Metadata-Version: 2.4
Name: G2PInsight
Version: 1.0.0
Summary: Genome-wide association analysis toolkit
Author-email: chenrf <12024128035@stu.ynu.edu.cn>
License-Expression: MIT
Classifier: Development Status :: 4 - Beta
Classifier: Intended Audience :: Science/Research
Classifier: Topic :: Scientific/Engineering :: Bio-Informatics
Classifier: Programming Language :: Python :: 3
Classifier: Programming Language :: Python :: 3.8
Classifier: Programming Language :: Python :: 3.9
Classifier: Programming Language :: Python :: 3.10
Classifier: Programming Language :: Python :: 3.11
Classifier: Programming Language :: Python :: 3.12
Classifier: Operating System :: OS Independent
Requires-Python: <3.13,>=3.8
Description-Content-Type: text/markdown
License-File: LICENSE
Requires-Dist: numpy<2.0,>=1.20
Requires-Dist: pandas<2.0,>=1.3
Requires-Dist: scikit-learn>=1.0
Requires-Dist: scipy<2.0,>=1.7
Requires-Dist: joblib>=1.0
Requires-Dist: matplotlib>=3.5
Requires-Dist: numba>=0.57
Requires-Dist: lightgbm<4.0.0,>=3.3
Requires-Dist: xgboost<2.1,>=1.6
Requires-Dist: catboost<2.0,>=1.0
Requires-Dist: shap>=0.40
Requires-Dist: plotly>=5.0
Requires-Dist: kaleido>=0.2
Requires-Dist: seaborn>=0.11
Dynamic: license-file

# G2PInsight Genomic Analysis Tool

G2PInsight is a command-line toolkit for genotype-to-phenotype association analysis.

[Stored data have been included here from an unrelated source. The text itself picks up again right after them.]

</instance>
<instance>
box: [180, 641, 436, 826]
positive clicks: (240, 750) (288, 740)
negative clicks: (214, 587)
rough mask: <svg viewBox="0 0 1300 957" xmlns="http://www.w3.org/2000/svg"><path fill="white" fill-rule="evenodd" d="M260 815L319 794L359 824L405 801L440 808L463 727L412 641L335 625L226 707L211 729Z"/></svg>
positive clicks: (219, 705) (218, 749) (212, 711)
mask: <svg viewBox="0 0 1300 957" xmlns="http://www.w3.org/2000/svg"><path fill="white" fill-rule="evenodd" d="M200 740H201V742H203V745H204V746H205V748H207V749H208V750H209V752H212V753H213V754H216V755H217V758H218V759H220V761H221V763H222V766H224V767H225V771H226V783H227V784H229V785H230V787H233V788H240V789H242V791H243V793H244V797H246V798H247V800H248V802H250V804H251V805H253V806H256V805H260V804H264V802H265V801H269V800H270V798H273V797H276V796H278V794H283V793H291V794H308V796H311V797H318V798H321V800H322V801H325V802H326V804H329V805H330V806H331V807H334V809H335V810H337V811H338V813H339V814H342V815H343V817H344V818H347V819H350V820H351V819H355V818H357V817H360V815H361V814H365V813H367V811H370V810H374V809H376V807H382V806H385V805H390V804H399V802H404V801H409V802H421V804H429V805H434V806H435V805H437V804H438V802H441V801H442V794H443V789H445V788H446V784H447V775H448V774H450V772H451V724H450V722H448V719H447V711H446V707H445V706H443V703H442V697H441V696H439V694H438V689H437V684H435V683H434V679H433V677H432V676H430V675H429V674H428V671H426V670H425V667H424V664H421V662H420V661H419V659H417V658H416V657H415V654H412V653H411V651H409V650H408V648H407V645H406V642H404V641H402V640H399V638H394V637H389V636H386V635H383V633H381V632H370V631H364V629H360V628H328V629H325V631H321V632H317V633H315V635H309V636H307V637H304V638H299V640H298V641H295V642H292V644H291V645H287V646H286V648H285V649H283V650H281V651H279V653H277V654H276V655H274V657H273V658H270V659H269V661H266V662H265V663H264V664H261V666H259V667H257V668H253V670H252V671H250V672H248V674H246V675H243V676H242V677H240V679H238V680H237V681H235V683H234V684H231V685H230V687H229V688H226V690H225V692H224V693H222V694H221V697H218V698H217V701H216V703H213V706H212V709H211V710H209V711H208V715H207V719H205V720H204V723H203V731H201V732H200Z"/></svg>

It provides an end-to-end workflow covering data preprocessing, model training, prediction, and visualization, with optional GWAS/LD-based feature selection during preprocessing.

---

## Table of Contents

- [Project Overview](#project-overview)
- [Core Features](#core-features)
- [System Requirements](#system-requirements)
- [Installation](#installation)
- [Quick Start](#quick-start)
- [Command Reference](#command-reference)
  - [1. preprocess (data preprocessing)](#1-preprocess-data-preprocessing)
  - [2. train (single-model training)](#2-train-single-model-training)
  - [3. train-all (all-model training)](#3-train-all-all-model-training)
  - [4. predict (model inference)](#4-predict-model-inference)
  - [5. visualize (result visualization)](#5-visualize-result-visualization)
- [Output Files](#output-files)
- [FAQ](#faq)
- [Developer Guide](#developer-guide)
- [License](#license)

---

## Project Overview

G2PInsight standardizes the following workflow:

1. Align and clean genotype and phenotype data.
2. Optionally apply GWAS/LD-based feature selection during preprocessing.
3. Train classification or regression models.
4. Export model metrics, feature importance, and plotting assets.
5. Run prediction on new samples using trained models.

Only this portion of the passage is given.